Using his hawk-eyed physical architecture to claim his character, Day-Lewis goes to the far reaches we expect from him, forging an American accent and a tight, gnarled voice that matches his character’s evolution into a bitter castoff from human companionship.
A Nietzschean dialectic unfolds over the next two-and-a-half hours between men and sons, sons and brothers, religious froth and capitalist hypocrisy. Yet Plainview’s quest for oil takes place in a moral vacuum. There is no good or evil here, only another day of drilling.

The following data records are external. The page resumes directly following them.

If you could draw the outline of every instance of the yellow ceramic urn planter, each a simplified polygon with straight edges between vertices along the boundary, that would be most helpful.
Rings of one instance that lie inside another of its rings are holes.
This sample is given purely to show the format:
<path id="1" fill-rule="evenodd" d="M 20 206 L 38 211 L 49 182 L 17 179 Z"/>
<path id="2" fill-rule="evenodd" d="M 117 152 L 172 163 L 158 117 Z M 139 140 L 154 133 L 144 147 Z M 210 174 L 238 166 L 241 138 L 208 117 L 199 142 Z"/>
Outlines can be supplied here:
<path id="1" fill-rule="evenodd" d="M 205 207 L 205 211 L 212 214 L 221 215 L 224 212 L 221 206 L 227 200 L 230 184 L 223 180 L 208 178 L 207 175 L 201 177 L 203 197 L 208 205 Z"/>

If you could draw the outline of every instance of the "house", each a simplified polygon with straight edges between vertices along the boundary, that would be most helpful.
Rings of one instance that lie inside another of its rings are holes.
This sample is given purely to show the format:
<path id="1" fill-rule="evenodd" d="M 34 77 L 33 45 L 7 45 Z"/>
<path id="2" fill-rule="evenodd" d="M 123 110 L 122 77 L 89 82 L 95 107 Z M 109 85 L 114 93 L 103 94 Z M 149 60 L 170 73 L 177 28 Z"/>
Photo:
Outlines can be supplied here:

As Plainview discovers more and more untapped oil fields, he makes the rounds with a young son in tow. Posing as a “family man” he eases his way into the lives of dirt farmers eager to put bread on their tables, and buys up their lands. An adversary appears in the unlikely form of grassroots evangelist, one Eli Sunday (played with paroxysms of inspiration by Paul Dano). With a different script, this adversarial battle for one man’s soul and another man’s land might have proved potent. Yet sadly, it peters out at what was to have been a pulverizing climax. In the final scenes, even the harrowing rage roiling through Day-Lewis can’t hide directorial breakdown. The last moments descend into something closer to slapstick than revelation.
It’s wonderful to watch much of There Will Be Blood, and to lean into the images of the Western frontier, its early railroads, campfires, flimsy ranch houses, honest dust and sweat. The elemental textures of the land are hauntingly captured – oil glistening by firelight, the thunder of a gusher barreling up from the earth. Sunset on the empty desert.
Yet Blood is no “up with the people,” feel-good saga, but something unflinching and hard — with neither hope nor redemption. Daniel Day-Lewis’ bleak and emotionally impenetrable character drives himself, we know not why — and along the way to a fortune, he loses sight of what the point of it all might have been.
It is a bracing study of an unrepentent man. Only an actor with Day-Lewis’ confidence would have accepted the role. And it’s hard to think of any other who could have pulled it off.